David Phillips said...

Yuk.... I see the dead hand of 20th century marketing.

Marketing is dead.

Students majoring in marketing will have to unlearn it when their boss dies (of despair in about two years time).

So the push element of all of this is doomed. Nor is it a numbers game. Even in the USA its not just the numbers game of 10% this and 1% that.

Its easy to be seduced by these old tactics. 'Ten insertions over three weeks will optimise ad responses' is just so 20th century.

If you want some numbers try some comparisons from today:
Blog posts: Obama 900,000 McCain 570,000
Ning pages: Obama 10,000 McCain 4800
Tweets: Obama 1350 McCain 618
Flickr pix: Obama 38,000 McCain 5,000
One can go on to indexed web pages:
Obama 62 million McCain 38 million.

Madison Avenue did not get a peek in. It can bluster but 62 million web page impressions is quite beyond its competence (or desire).

Not much of this is paid for content. Not much has come from buying hyperlinks. Not much has come from marketing.

The marketers are the servants of Online PR ... 'be a good fellow and do put up a couple of dozen pop-ups - just to keep the Madison Avenue lobby onside'.

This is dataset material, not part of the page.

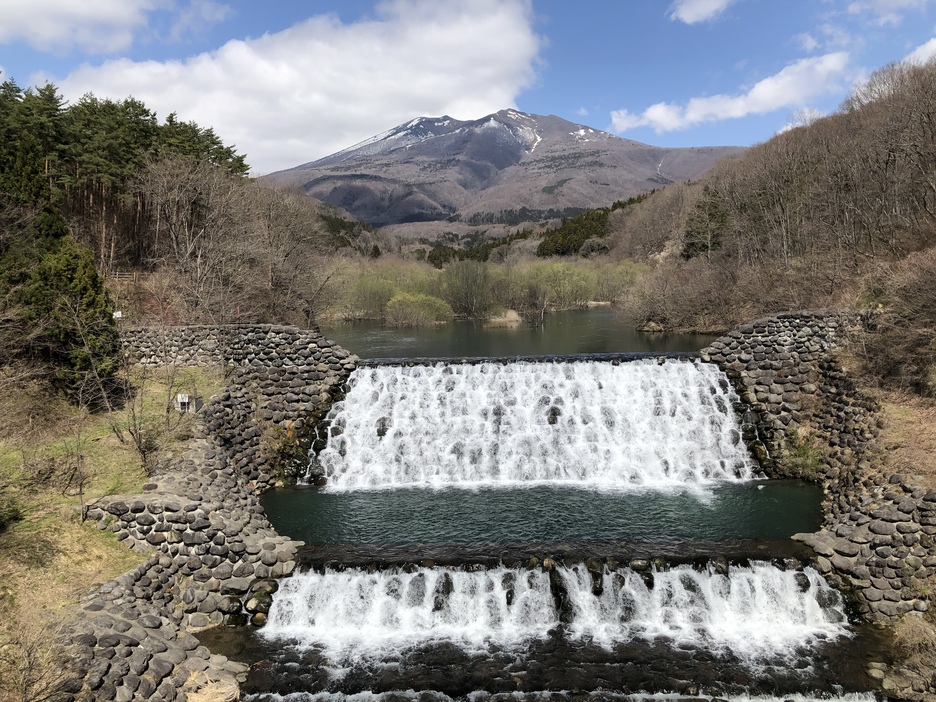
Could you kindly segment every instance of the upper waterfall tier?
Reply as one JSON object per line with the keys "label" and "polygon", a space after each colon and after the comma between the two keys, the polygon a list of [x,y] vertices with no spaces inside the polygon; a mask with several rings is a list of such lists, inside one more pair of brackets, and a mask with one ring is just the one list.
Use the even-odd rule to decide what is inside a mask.
{"label": "upper waterfall tier", "polygon": [[333,490],[746,480],[734,399],[688,361],[359,368],[318,460]]}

The grunt of the campaign is in tapping into the network of relationships, offering values that these networks want to relate to and then sharing the enthusiasm.

Its proper PR.

'Go and canvass your MP' is a command. It comes from mid 20th century polemics.

There are enough folk born before 1960 who will 'jolly well do as they are told' and a bunch of people for whom the issue is of such importance that they will ignore the sheer arrogance of it all to do something. But this has not the making of a mass movement.